Author Profiling for Cybersecurity: The AMiCA Project – University of Copenhagen

Author Profiling for Cybersecurity: The AMiCA Project

The Centre for Communication and Computing is delighted to invite you to this talk by Walter Daelemans (CLiPS, University of Antwerp).

The talk is open and free – no registration is required.

ABSTRACT: Based on research in sociolinguistics and language psychology, a particular strand of computational stylometry called author profiling has become prominent in computational linguistics and social media research. The aim of author profiling is to determine demographic (age, gender, region, education level) and psychological (personality, mental health) properties of the authors of a text, especially authors of user-generated content in social media.
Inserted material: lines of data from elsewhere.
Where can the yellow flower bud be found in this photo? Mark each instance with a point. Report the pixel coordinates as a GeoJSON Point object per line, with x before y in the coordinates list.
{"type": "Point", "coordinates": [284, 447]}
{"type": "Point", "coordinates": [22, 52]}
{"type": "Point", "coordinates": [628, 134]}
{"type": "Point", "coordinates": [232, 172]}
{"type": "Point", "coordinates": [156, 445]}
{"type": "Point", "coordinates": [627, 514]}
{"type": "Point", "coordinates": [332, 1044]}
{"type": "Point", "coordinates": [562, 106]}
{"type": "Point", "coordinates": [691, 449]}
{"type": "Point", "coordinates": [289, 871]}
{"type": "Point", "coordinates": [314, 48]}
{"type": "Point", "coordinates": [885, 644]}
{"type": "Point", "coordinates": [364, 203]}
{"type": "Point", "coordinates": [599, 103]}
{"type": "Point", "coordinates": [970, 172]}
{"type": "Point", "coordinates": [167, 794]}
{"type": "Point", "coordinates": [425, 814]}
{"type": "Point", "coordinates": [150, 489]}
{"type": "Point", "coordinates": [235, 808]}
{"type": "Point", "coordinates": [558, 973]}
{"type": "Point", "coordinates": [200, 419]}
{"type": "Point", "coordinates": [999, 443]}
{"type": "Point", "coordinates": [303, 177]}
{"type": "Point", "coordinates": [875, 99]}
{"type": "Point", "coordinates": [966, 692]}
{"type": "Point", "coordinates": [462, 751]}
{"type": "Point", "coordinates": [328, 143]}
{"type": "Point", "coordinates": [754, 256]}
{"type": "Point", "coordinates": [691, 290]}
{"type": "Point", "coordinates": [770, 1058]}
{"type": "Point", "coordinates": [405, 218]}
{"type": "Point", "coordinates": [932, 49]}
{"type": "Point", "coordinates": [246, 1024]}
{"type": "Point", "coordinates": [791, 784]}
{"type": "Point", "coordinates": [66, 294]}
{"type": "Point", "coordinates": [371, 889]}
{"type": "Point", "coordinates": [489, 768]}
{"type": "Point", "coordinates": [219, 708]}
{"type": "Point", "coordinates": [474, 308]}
I will describe research in this area at CLiPS and go into some bottlenecks and potential solutions. Some problems I will discuss are (i) the fact that the same predictive features are involved in different profile dimensions, for example, gender and personality prediction interact, which influences predictability negatively, and (ii) trained classifiers often turn out not to be robust for authors deliberately trying to hide their identity. When reliable, author profiling may be a useful technique in commercial applications (for example demographic marketing), but also in societally relevant applications such as the security of young people in social media. I will describe how we apply author profiling in the AMiCA project, a four year multi-partner project focusing on automatic detection of cyberbullying, sexually transgressive behaviour, and suicide announcements by children and adolescents in social media.

Walter Daelemans is a full-time professor at the University of Antwerp (UA), teaching Computational Linguistics and Artificial Intelligence courses and co-directing the CLiPS (previously CNTS) research center. His current research interests are in machine learning of natural language, natural language understanding, computational stylometry, and computational psycholinguistics.